L’artista ricorda anche il periodo più difficile della sua carriera, arrivato a soli 36 anni: “A 36 anni, in un periodo complicato, ho deciso di iscrivermi al conservatorio e studiare contrabbasso. Mi dissero che c’erano meno richieste e quindi più possibilità di entrare. È stata un’esperienza bellissima: ho studiato musica seriamente, ho imparato davvero a cantare, anche grazie al canto corale e a Bach. Era un momento difficile: avevo meno successo, avevo problemi familiari. Però è stato anche un periodo importante, perché ho imparato a essere padre e a riempire le giornate in modo diverso. Ho anche pensato di cambiare lavoro, magari insegnare. Poi ho continuato a girare il mondo: Giappone, Russia, Canada, Australia, Sud America, Europa. La musica italiana all’estero era fortissima”.

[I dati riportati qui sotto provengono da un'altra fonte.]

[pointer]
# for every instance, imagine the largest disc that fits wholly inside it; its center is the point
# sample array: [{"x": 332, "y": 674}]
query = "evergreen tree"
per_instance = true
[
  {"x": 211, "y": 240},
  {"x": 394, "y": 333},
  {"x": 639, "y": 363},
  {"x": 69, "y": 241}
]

L’amico Lucio Dalla e il rapporto con i social
Poi il ricordo dell’amico Lucio Dalla: “Sul palco anche gli errori fanno parte dello spettacolo. Questo me lo ha insegnato Lucio Dalla: qualsiasi imprevisto lo trasformava in show. Una volta andò via la luce durante un concerto, accese una candela e continuò a cantare: il pubblico impazzì. Ricordo ancora gli ultimi momenti con lui: due giorni prima che morisse eravamo allo stadio a Bologna. Doveva partire per un tour europeo. È stata una perdita enorme”.
Gianni è un grande fruitore dei social, c’è chi lo ha soprannominato “The King of Facebook”. Quale anno fa l’artista decise di staccare dal mondo social, per poi tornare dopo un po’: “Per quanto riguarda i social, a un certo punto ho deciso di fermarmi perché stavo diventando schiavo di quella cosa. Poi ho ricominciato, ma con più equilibrio. Oggi però è evidente che sono fondamentali: per il tour abbiamo venduto il 70-80% dei biglietti solo grazie ai social.
Morandi, la tv e Celentano
Morandi oltre che un uomo di musica è anche un uomo di televisione, Ha condotto programmi e di molti ne è stato ospite. Indimenticabili le edizioni del Festival di Sanremo. Parlando di tv non può fare a meno di ricordare l’amico Adriano Celentano: “La televisione ormai segue quello che succede sui social. Ma la gente, alla fine, vuole soprattutto le canzoni. Me lo ricordo anche con Adriano Celentano: quando iniziava a parlare troppo, dal pubblico gridavano “Canta!”. Su Sanremo ho già dato: l’ho fatto tante volte, ho vinto tre volte e sono arrivato tre volte secondo. Oggi è cambiato, è un altro mondo. Guardando al futuro, penso a Charles Aznavour, che ha cantato fino alla fine. Mi piacerebbe fare lo stesso, magari abbassando un po’ le tonalità, ma continuare finché posso”.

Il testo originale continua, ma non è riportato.